Pre-Deployment Information Sharing: A Zoning Taxonomy for Precursory Capabilities
Pistillo, Matteo, Stix, Charlotte
There is a growing consensus that information is the "lifeblood of good governance" (Kolt et al., 2024) and that information sharing should be one of the "natural initial target[s]" of AI governance (Bommasani et al., 2024). Up-to-date and reliable information about AI systems' capabilities and how capabilities will develop in the future can help developers, governments, and researchers advance safety evaluations (Frontier Model Forum, 2024), develop best practices (UK DSIT, 2023), and respond effectively to the new risks posed by frontier AI (Kolt et al., 2024). Information sharing also supports regulatory visibility (Anderljung et al., 2023) and can thus enable better-informed AI governance (O'Brien et al., 2024).
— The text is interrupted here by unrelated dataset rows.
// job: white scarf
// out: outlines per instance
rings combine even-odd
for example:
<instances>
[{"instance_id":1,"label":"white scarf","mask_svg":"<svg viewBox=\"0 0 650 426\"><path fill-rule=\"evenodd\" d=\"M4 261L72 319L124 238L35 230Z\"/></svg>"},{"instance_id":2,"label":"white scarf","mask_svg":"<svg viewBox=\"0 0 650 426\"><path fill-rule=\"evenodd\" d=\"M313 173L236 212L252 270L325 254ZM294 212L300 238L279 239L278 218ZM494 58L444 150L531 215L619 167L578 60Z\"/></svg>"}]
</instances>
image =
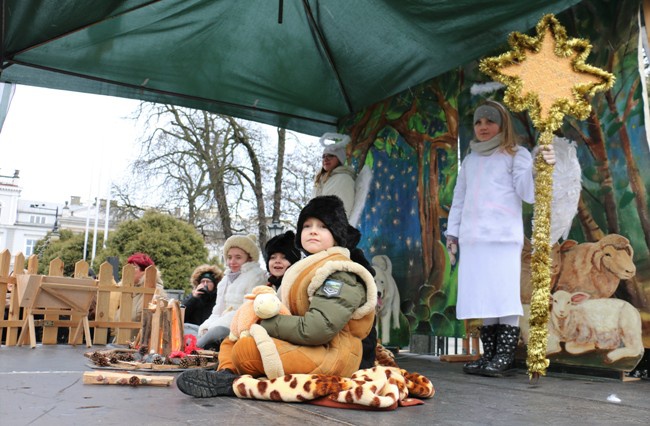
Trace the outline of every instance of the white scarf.
<instances>
[{"instance_id":1,"label":"white scarf","mask_svg":"<svg viewBox=\"0 0 650 426\"><path fill-rule=\"evenodd\" d=\"M472 152L477 153L478 155L489 156L492 155L494 151L499 148L503 142L503 133L499 133L492 139L486 140L484 142L478 142L475 140L470 141L469 147Z\"/></svg>"}]
</instances>

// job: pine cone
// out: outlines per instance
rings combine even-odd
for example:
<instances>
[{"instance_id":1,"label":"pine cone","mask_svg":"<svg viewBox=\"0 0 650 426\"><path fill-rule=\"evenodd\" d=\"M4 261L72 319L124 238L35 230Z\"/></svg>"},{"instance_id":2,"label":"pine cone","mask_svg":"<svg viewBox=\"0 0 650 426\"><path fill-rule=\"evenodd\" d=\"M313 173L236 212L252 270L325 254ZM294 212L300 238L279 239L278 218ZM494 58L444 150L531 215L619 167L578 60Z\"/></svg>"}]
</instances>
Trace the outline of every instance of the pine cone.
<instances>
[{"instance_id":1,"label":"pine cone","mask_svg":"<svg viewBox=\"0 0 650 426\"><path fill-rule=\"evenodd\" d=\"M122 361L135 361L135 358L133 358L133 354L131 352L127 352L123 354L123 356L120 358Z\"/></svg>"},{"instance_id":2,"label":"pine cone","mask_svg":"<svg viewBox=\"0 0 650 426\"><path fill-rule=\"evenodd\" d=\"M165 358L156 354L153 356L153 360L151 362L153 362L156 365L162 365L165 362Z\"/></svg>"},{"instance_id":3,"label":"pine cone","mask_svg":"<svg viewBox=\"0 0 650 426\"><path fill-rule=\"evenodd\" d=\"M196 365L199 367L205 367L208 365L208 359L206 357L200 356L197 358L197 361Z\"/></svg>"},{"instance_id":4,"label":"pine cone","mask_svg":"<svg viewBox=\"0 0 650 426\"><path fill-rule=\"evenodd\" d=\"M119 362L119 359L115 355L112 355L110 357L110 362L111 364L117 364Z\"/></svg>"},{"instance_id":5,"label":"pine cone","mask_svg":"<svg viewBox=\"0 0 650 426\"><path fill-rule=\"evenodd\" d=\"M92 355L90 355L90 360L94 363L97 363L97 360L100 358L104 358L104 355L97 351L93 352Z\"/></svg>"},{"instance_id":6,"label":"pine cone","mask_svg":"<svg viewBox=\"0 0 650 426\"><path fill-rule=\"evenodd\" d=\"M147 345L140 346L138 352L140 352L140 355L145 356L147 353L149 353L149 346Z\"/></svg>"},{"instance_id":7,"label":"pine cone","mask_svg":"<svg viewBox=\"0 0 650 426\"><path fill-rule=\"evenodd\" d=\"M178 364L178 366L179 366L180 368L189 368L189 367L190 367L190 363L189 363L189 361L187 360L187 357L182 358L182 359L181 359L181 362Z\"/></svg>"},{"instance_id":8,"label":"pine cone","mask_svg":"<svg viewBox=\"0 0 650 426\"><path fill-rule=\"evenodd\" d=\"M111 365L108 358L105 356L102 356L101 358L97 358L97 361L95 361L95 363L100 367L108 367Z\"/></svg>"}]
</instances>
Further, access to knowledge about AI systems' potential risks allows AI systems claims to be scrutinized more effectively (Brundage et al., 2020). By contrast, information asymmetries could lead regulators to miscalibrated over-regulation--or under-regulation--of AI (Ball & Kokotajlo, 2024) and could contribute to the "pacing problem," a situation in which government oversight consistently lags behind technology development (Marchant et al., 2011). In short, there is a strong case for information sharing being one "key to making AI go well" (Ball & Kokotajlo, 2024). The Frontier AI Safety Commitments ("FAISC") are an important step towards more comprehensive information sharing by AI developers.